In the minds of many, giving up smoking cold turkey serves as a symbolic act that marks the beginning of their new life as a non-smoker. However, before you make a grand gesture of throwing away your last pack of cigarettes consider that 95 percent of people relapse when trying to quit smoking without medication or therapy. Nicotine’s additive qualities make quitting so difficult, and trying to give up a drug your body and brain have become dependent on all at once makes a relapse all but unavoidable. To avoid the symptoms of nicotine withdrawal, you need to gradually reduce the amount of the drug you intake everyday.

Replacement Therapy

The symptoms of nicotine withdrawal can make you feel restless, irritable, depressed, or frustrated. You may have a hard time resisting the need for “just one last drag” or “final cigarette.” Nicotine-replacement therapy can help to minimize these feelings so that quitting becomes at least a moderately tolerable experience. Whether you choose to use nicotine lozenges, patches, or gums, studies have shown that replacement therapy can double your chances of successfully quitting.

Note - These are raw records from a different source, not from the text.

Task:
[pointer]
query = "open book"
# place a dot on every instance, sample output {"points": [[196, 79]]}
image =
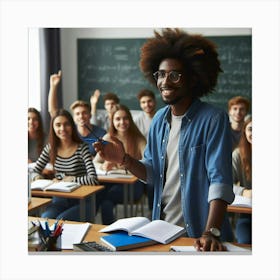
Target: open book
{"points": [[158, 230], [242, 201], [50, 185]]}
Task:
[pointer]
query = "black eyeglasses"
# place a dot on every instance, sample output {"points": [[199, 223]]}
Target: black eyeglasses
{"points": [[173, 76]]}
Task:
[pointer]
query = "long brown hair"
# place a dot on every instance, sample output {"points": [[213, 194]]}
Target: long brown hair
{"points": [[40, 130], [54, 140], [245, 149], [134, 136]]}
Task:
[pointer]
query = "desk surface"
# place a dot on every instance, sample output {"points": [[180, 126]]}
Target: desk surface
{"points": [[239, 209], [80, 193], [120, 180], [93, 234], [37, 202]]}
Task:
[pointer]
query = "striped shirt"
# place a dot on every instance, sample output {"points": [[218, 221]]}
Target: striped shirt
{"points": [[79, 165]]}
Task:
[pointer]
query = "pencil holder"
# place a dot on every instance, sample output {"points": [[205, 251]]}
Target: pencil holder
{"points": [[53, 244]]}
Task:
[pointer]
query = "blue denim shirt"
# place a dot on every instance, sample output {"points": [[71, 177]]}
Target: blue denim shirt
{"points": [[205, 161]]}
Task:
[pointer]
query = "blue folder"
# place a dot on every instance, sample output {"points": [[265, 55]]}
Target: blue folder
{"points": [[120, 241]]}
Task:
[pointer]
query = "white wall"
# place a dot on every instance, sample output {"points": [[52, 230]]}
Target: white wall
{"points": [[69, 51]]}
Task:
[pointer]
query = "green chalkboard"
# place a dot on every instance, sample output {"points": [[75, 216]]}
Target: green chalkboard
{"points": [[112, 65]]}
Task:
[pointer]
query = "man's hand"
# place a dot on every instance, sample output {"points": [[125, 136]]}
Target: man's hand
{"points": [[55, 79], [112, 151], [209, 243]]}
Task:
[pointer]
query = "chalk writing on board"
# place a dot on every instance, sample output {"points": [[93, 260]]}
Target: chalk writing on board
{"points": [[112, 65]]}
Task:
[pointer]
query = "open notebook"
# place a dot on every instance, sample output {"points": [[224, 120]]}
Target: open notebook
{"points": [[49, 185]]}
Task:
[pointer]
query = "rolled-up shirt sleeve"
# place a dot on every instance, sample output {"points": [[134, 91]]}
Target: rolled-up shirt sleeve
{"points": [[219, 159]]}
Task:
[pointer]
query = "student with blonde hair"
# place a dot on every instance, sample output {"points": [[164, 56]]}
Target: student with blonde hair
{"points": [[242, 179], [81, 112], [238, 108], [71, 160]]}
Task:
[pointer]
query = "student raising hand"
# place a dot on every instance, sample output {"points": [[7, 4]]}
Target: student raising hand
{"points": [[55, 79]]}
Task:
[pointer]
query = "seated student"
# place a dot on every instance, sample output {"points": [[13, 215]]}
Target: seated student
{"points": [[238, 108], [110, 102], [242, 175], [147, 102], [36, 137], [81, 114], [123, 128], [88, 132], [70, 157]]}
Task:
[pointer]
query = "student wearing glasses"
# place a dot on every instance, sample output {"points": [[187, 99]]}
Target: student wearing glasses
{"points": [[188, 155]]}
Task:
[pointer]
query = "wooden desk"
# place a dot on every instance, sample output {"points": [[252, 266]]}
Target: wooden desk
{"points": [[239, 209], [128, 190], [37, 202], [81, 193], [93, 234]]}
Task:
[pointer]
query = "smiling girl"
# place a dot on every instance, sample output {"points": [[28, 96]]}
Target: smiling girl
{"points": [[124, 129], [71, 159]]}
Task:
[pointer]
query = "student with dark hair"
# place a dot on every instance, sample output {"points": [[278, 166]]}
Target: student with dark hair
{"points": [[188, 155], [71, 159], [238, 108], [242, 179], [147, 102], [81, 114], [103, 119], [36, 137]]}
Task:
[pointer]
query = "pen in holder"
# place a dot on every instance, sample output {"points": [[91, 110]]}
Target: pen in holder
{"points": [[53, 243], [50, 240]]}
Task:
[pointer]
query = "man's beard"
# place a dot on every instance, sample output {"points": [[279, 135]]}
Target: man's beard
{"points": [[173, 101]]}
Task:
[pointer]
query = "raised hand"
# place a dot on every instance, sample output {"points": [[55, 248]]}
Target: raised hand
{"points": [[55, 79]]}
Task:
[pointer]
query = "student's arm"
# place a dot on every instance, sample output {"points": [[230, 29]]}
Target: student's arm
{"points": [[93, 103], [218, 163], [52, 98], [207, 242], [41, 163]]}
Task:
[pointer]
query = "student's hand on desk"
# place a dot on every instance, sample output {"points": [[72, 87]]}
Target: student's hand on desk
{"points": [[112, 151], [209, 243]]}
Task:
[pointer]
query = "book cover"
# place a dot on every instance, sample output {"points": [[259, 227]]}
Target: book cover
{"points": [[49, 185], [158, 230], [120, 241]]}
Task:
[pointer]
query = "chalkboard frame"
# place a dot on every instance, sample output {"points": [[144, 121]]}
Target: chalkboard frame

If you want a clean break from nicotine, talk with your doctor about prescription medications that can help to easy cravings. These medications work by altering brain chemistry that helps to easy cravings, while also making the act of smoking less satisfying.

Seek Support

For many people, quitting smoking is one of the most difficult ordeals they’ll ever have to overcome, and trying to overcome something this difficult alone makes the challenge even greater. However, by telling family, friends, coworkers, and classmates about your plans to quit, the encouragement you receive could make all the difference. You may also want to consider joining a support group or discuss your problems quitting with a counselor. Behavior therapy can help you better understand what triggers you to smoke, and identify successful strategies for quitting.

Avoid Triggers

While pitching a tent in the forest where there are no cigarettes or people for miles around may prove helpful when trying to quit, it’s not the most practical of solutions. Instead of choosing to live like a hermit, you’re going to need to avoid triggers and social situations that make quitting difficult. Cutting back on alcohol and coffee, two triggers for smoking, can help, as can avoiding bars or other social situations where you’ll be around others who smoke. Ask friends and family who smoke to abstain in your presence, as well.

Don’t Become Discouraged

The old adage of “if at first you don’t succeed, try try again,” certainly applies to smoking. As previously mentioned, relapses are not uncommon when attempting to quit smoking, and many people need multiple attempts before succeeding. If you suffer a relapse, try to understand what were the circumstances and emotions that led to your relapse. Also try to use your relapse as an opportunity to reaffirm your commitment to quitting, and set another date to quit again within the next month.